手穿過她頭發握住脖頸, 他俯下來再次親她,銀色腕表磨到她後頸,傳來金屬的堅硬冷感。

蘇早晴被冰了下, 溢出一聲:“肖霖,冷。”

他擡手解腕表, 隨意擲到桌面, 單手把人架起來, 手臂橫抱她後臀。

蘇早晴怕掉下去, 只能雙腿夾住他腰。

抱起來壓到床上,不給她反悔的機會。

蘇早晴心弦輕顫,用手撐坐起來, 想去關燈,還沒觸到開關, 又被他抓回來, 用手扣住, 十指牢牢纏她指縫。

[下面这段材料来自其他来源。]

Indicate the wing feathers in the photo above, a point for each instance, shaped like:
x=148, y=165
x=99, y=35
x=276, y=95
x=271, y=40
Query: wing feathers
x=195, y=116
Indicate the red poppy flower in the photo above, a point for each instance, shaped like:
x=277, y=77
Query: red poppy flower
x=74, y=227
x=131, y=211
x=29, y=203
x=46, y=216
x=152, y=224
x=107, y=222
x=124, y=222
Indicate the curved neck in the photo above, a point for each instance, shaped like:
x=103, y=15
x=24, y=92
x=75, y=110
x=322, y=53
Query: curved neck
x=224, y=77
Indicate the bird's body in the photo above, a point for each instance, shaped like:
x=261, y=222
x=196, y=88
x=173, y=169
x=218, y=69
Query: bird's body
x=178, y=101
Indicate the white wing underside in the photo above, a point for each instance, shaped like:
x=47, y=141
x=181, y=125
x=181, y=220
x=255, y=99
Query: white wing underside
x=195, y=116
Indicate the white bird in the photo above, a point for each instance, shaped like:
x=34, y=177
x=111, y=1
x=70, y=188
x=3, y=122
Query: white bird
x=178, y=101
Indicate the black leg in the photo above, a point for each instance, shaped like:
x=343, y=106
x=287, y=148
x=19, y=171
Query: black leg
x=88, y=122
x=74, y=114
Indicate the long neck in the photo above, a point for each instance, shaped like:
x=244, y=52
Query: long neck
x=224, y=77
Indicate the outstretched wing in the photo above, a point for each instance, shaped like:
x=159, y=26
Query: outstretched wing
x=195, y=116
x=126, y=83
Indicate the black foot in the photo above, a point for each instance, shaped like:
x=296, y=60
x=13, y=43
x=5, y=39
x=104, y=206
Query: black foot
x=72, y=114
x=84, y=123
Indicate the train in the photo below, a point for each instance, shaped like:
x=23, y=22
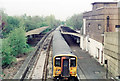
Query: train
x=64, y=61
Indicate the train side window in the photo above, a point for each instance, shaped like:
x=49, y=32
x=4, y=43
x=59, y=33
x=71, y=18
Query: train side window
x=58, y=62
x=72, y=63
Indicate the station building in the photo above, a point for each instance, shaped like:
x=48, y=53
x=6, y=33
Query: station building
x=102, y=18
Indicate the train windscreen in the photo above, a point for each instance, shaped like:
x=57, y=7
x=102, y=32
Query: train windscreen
x=57, y=62
x=72, y=62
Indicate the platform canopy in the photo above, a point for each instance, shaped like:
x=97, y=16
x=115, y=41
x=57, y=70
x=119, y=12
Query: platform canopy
x=36, y=31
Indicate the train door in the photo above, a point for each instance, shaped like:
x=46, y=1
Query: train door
x=65, y=67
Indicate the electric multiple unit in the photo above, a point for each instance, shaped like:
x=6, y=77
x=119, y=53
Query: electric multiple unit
x=64, y=61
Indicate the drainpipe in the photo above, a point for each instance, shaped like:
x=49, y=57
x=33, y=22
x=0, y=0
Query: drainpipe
x=108, y=18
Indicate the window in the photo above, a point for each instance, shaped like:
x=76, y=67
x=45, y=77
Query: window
x=99, y=26
x=58, y=62
x=88, y=24
x=72, y=62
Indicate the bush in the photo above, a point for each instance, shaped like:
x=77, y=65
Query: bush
x=17, y=41
x=7, y=57
x=13, y=45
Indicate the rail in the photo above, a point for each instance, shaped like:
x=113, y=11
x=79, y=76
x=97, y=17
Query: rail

她成了觸手生溫的軟玉,仿佛整個人被吊起, 懸浮空中,是他在溫柔的觸摸、輕吻。

中途他倏忽握住她的手, 引到皮帶金屬扣的位置, 感受到跳動的熱度, 蘇早晴急忙縮回手,全是對未知領域的驚慌。

他不勉強, 自己利落解開。

臨到關頭, 呼吸又急又重, 卻還停靠在她耳邊反覆確認:“你現在清醒著,我知道。”

吧嗒一聲, 燈光暗下來。

平時紳士的人成了一頭兇獸,她縱容著卻換來暴虐入侵。

再不受控,自他掌中成了掛在枝頭上鮮嫩飽滿的苞,飄忽不定,欲墜不墜,經揚帆沖撞後風起花落。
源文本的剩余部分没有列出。